Memasuki usia ke-80 tahun kemerdekaan Republik Indonesia, berbagai bentuk perayaan digelar di seluruh penjuru negeri. Pemerintah pun turut mengeluarkan kebijakan libur nasional yang lebih panjang sebagai bentuk penghormatan terhadap momen bersejarah ini. Tentu kebijakan ini patut diapresiasi karena memberi ruang kepada masyarakat untuk merayakan dan mengenang kembali perjuangan para pendiri bangsa.


Namun, di balik semaraknya perayaan dan berbagai euforia yang menghiasi setiap sudut negeri, kita perlu berhenti sejenak untuk merenung. Pertanyaan mendasarnya adalah: apakah makna kemerdekaan yang sesungguhnya sudah benar-benar kita rasakan setelah delapan dekade berlalu? Apakah kemerdekaan yang kita rayakan ini benar-benar sudah utuh baik secara fisik, mental, sosial, maupun dalam aspek keadilan dan kesejahteraan?


Faktanya, banyak persoalan klasik yang tak kunjung selesai. Korupsi masih menjadi penyakit kronis di hampir semua lini pemerintahan, kesenjangan sosial terus melebar, kualitas pendidikan belum merata, dan mentalitas sebagian elite masih terjebak dalam budaya feodalisme dan kepentingan pribadi. Bung Hatta pernah mengatakan dalam sebuah catatan otobiografinya yang diterbitkan tahun 2011 bahwa "Indonesia merdeka bukanlah tujuan akhir, melainkan jembatan emas menuju masyarakat adil dan makmur" (dikutip dari buku Untuk Negeriku, Kompas, 2011). Namun pertanyaannya, apakah bangsa ini sudah benar-benar berjalan di atas jembatan itu, atau justru masih berkutat di pinggirannya?
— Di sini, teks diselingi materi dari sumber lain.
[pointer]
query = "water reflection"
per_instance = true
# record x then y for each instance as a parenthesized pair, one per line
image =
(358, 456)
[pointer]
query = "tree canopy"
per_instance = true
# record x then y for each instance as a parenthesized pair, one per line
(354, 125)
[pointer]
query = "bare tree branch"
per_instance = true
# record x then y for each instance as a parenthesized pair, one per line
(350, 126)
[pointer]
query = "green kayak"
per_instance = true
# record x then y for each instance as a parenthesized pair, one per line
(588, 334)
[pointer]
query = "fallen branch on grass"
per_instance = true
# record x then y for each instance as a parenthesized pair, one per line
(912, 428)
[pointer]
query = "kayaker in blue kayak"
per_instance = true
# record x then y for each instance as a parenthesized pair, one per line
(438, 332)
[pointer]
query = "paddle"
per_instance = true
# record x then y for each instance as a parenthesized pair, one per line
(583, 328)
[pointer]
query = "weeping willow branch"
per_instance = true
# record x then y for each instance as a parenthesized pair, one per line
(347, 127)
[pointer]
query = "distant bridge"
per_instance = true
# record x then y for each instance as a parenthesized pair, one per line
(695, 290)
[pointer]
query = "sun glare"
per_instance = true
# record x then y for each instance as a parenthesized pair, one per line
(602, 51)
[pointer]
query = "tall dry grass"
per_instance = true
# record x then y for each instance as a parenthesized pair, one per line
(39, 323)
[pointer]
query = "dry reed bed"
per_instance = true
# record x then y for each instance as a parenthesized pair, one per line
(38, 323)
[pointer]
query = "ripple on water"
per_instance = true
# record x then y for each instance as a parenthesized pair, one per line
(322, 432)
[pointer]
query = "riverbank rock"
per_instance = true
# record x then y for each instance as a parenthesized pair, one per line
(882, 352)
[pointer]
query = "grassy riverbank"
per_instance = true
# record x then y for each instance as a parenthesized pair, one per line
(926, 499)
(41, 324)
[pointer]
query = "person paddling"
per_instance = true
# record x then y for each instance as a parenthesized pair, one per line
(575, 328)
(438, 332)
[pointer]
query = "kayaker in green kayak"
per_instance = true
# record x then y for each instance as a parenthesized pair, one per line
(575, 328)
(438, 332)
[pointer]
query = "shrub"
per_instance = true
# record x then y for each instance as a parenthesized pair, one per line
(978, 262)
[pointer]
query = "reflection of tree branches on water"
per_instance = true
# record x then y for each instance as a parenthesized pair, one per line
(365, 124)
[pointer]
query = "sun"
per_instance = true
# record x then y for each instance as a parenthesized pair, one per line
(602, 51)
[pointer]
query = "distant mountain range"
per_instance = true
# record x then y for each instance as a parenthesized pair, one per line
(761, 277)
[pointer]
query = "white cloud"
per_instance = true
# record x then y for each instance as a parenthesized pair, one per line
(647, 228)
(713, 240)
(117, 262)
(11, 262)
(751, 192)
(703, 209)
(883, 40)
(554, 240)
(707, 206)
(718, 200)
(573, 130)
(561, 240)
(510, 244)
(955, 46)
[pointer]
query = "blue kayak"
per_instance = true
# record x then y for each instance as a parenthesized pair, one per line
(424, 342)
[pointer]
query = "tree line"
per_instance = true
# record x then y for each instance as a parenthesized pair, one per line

Kita perlu dengan jujur melihat kembali: apa keberhasilan besar yang sungguh-sungguh diraih dari tahun ke tahun? Apakah infrastruktur yang dibangun merata hingga ke pelosok, atau hanya bertumpuk di pusat kota? Apakah pertumbuhan ekonomi dirasakan oleh seluruh lapisan masyarakat, atau hanya dinikmati oleh segelintir kalangan atas?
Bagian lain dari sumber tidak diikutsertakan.